DUBAI, United Arab Emirates (AP) — Rapidly expanding Gulf carrier Etihad Airways has agreed to jointly market some of its flights with Air France-KLM in what could be the beginning of a larger strategic alliance, the airlines said Monday.
The deal for now covers codesharing on flights between Etihad's hub in the United Arab Emirates' capital Abu Dhabi and Amsterdam and Paris, as well as some connecting flights to European, Asian and Australian destinations.
Codeshare deals, in which passengers can buy a single ticket to fly on multiple airlines, are common in the airline industry. They allow carriers to expand their reach without having to launch or acquire the right to operate additional routes.
Etihad, though, is suggesting the agreement may lead to deeper ties with the Franco-Dutch airline operator. Its statement envisions the codeshares as the first phase of a "much larger strategic partnership" that could see the airlines team up on frequent flier programs, and cut costs by cooperating on procurement, aircraft maintenance and repairs.
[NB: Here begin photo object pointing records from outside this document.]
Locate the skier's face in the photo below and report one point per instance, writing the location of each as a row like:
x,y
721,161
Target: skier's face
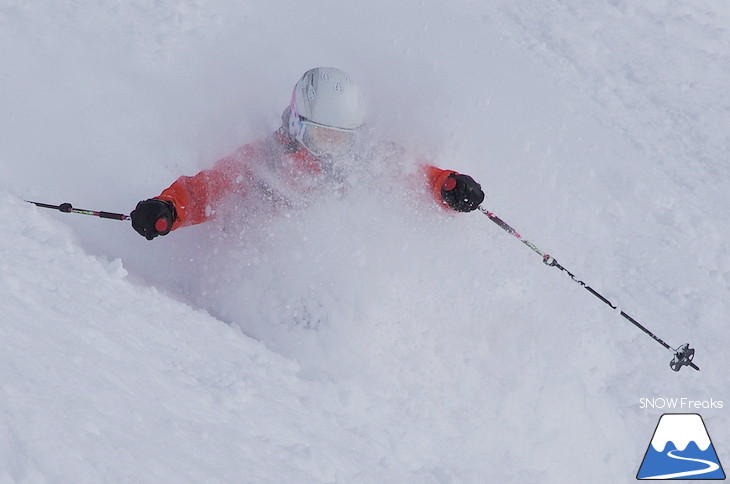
x,y
324,140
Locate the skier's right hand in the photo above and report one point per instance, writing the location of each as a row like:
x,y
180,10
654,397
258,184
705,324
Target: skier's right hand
x,y
153,217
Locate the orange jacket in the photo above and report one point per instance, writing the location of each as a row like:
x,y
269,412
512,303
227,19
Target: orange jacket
x,y
196,197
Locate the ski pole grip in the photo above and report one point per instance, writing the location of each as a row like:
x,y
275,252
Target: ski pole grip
x,y
114,216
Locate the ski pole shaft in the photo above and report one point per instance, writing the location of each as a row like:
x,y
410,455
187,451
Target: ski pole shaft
x,y
682,356
67,208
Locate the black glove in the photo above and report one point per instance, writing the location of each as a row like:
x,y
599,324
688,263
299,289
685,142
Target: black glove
x,y
153,217
462,193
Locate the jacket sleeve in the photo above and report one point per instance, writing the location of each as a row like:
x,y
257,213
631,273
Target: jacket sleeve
x,y
195,197
435,179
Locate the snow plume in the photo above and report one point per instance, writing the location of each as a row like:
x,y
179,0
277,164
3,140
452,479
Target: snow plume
x,y
370,336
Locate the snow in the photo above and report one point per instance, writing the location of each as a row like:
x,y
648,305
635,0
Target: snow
x,y
373,338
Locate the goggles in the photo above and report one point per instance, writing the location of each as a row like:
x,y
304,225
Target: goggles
x,y
323,140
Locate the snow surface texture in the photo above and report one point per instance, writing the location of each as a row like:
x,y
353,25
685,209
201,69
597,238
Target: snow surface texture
x,y
374,338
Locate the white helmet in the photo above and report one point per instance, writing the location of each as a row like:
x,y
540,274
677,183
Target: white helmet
x,y
326,107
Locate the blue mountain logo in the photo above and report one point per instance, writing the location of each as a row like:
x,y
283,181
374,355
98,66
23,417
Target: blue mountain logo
x,y
681,449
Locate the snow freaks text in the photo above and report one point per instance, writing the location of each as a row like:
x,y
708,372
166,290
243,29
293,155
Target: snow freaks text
x,y
679,403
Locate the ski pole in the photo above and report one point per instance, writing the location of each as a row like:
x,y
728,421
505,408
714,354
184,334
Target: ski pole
x,y
683,355
67,208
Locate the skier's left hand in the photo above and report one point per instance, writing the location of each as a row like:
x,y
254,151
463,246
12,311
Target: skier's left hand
x,y
461,192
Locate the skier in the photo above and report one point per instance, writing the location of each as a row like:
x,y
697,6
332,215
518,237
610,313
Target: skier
x,y
310,151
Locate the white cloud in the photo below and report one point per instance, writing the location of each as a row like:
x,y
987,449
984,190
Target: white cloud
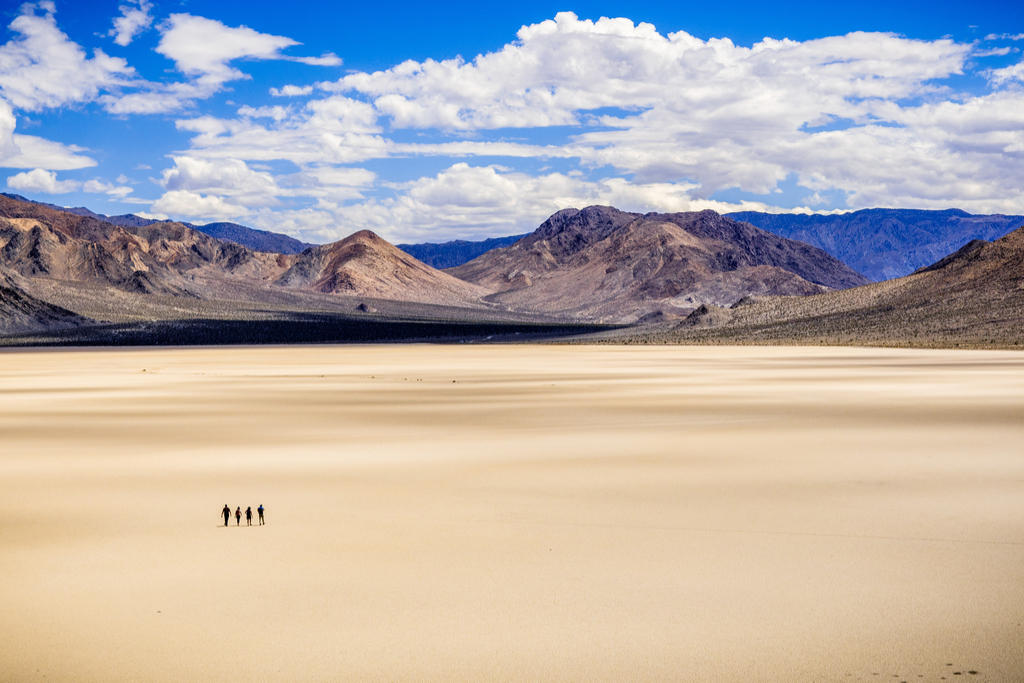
x,y
560,68
151,216
468,202
292,91
326,59
43,69
994,52
868,117
1007,75
228,177
39,153
40,180
8,147
101,187
193,205
135,18
204,48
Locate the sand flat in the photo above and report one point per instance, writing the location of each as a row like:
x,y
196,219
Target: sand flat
x,y
512,513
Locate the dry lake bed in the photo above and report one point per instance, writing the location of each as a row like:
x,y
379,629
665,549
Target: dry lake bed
x,y
512,513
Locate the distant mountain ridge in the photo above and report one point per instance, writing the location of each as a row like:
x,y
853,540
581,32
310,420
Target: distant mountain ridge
x,y
971,298
457,252
884,244
602,263
262,241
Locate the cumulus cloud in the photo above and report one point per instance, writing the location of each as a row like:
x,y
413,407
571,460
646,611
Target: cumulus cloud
x,y
182,203
228,177
203,50
292,91
560,68
41,68
40,180
867,114
135,18
33,152
102,187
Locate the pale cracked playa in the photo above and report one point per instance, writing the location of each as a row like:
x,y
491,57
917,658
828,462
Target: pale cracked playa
x,y
512,513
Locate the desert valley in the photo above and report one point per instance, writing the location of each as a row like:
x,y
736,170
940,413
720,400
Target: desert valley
x,y
596,273
634,500
583,342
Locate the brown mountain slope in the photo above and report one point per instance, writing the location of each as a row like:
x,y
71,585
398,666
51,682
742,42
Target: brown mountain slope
x,y
365,264
608,264
65,258
974,297
20,312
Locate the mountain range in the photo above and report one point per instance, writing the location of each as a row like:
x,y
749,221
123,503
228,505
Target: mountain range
x,y
971,298
247,237
883,244
601,263
880,244
694,276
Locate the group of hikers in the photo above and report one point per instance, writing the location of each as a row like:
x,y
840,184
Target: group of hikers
x,y
226,512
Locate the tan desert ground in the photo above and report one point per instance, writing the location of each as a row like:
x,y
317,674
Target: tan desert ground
x,y
512,513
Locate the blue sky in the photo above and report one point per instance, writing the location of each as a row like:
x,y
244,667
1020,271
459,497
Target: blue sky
x,y
430,123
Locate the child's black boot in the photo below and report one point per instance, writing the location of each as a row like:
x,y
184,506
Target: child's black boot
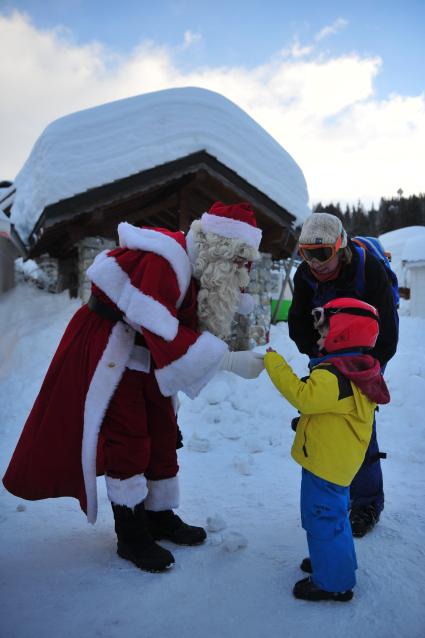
x,y
307,590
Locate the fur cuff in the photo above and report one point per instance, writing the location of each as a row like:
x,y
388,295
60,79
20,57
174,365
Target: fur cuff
x,y
194,369
163,495
129,492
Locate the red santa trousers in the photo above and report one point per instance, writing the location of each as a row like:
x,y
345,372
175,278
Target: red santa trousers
x,y
140,430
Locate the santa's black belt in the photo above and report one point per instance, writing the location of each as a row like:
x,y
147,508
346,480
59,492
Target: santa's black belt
x,y
106,311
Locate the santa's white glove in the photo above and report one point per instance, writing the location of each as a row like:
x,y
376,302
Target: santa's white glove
x,y
246,364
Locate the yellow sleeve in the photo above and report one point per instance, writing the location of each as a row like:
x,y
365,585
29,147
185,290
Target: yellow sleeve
x,y
318,394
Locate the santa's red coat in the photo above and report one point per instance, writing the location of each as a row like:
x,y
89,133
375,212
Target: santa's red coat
x,y
149,279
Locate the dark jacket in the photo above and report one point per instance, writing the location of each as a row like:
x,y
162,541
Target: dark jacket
x,y
377,292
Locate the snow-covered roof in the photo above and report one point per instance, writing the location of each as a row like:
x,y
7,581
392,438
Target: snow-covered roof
x,y
109,142
4,225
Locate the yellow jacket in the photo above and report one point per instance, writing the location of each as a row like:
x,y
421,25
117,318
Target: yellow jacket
x,y
335,426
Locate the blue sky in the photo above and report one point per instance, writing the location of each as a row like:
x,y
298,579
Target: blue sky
x,y
248,32
339,84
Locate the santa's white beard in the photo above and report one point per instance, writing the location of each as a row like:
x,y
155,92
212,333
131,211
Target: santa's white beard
x,y
219,296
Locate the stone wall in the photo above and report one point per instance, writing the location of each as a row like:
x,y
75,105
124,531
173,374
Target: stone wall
x,y
88,248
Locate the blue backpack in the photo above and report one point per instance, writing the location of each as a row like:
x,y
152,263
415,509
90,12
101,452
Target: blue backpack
x,y
374,246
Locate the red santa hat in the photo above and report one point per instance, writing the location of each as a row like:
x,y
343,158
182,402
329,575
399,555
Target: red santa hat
x,y
235,221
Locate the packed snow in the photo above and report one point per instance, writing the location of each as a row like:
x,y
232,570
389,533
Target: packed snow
x,y
61,576
404,244
100,145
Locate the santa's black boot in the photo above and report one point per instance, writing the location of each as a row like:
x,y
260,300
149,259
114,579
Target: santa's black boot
x,y
135,542
168,526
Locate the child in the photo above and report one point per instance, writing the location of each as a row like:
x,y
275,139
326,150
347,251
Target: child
x,y
337,403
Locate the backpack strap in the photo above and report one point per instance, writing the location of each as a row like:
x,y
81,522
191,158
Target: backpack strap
x,y
360,270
Air France-KLM has also agreed to share its codes with Etihad partner Air Berlin on routes between France and Germany. Etihad bought nearly 30 percent of Air Berlin last year and has been strengthening business ties with the airline as it seeks to expand its reach in Europe.
The deal comes just over a month after Etihad rival Emirates, based in nearby Dubai, signed a 10-year partnership deal with Qantas Airways. That agreement calls for Qantas to move its hub for European flights from Singapore to Dubai and coordinate with Emirates on ticket prices and scheduling. It also spells the end to a long-term relationship between the Australian carrier and British Airways.
Well-established European carriers have watched nervously as Gulf airlines have grown into formidable competitors in recent years, enticing long-haul passengers with efficient connections, relatively new planes and oftentimes better amenities.
The Air France-KLM deal could prove significant in that it shows a willingness by the company to work with a Gulf rival. It does not include Etihad taking an equity stake in the airline.
"It's relatively speaking a step forward in thinking 'let's try to do something with the Gulf carriers,'" said John Strickland, director of London-based aviation consultancy firm JLS Consulting. "It's a test."
Etihad has been more aggressive than larger Gulf rivals Emirates and Qatar Airways in forging partnerships with foreign carriers. Besides the stake in Air Berlin, in recent months it has bought 40 percent of Air Seychelles, the tiny island country's national carrier, and smaller stakes in Aer Lingus of Ireland and Virgin Australia. It now has codeshares with 40 carriers.
On Sunday, Etihad reported a 19 percent jump in third-quarter sales to $1.3 billion, and said it is on track to earn its second straight annual profit this year. President and CEO James Hogan said its partnerships with other airlines have been a key element in driving passenger traffic growth, even as it continues to grow its own fleet.
Etihad, which is owned by the Abu Dhabi government, has 67 planes in its fleet and another 100 on order. It recently began flying to Lagos, Nigeria, and plans to add destinations including Washington and Sao Paulo next year.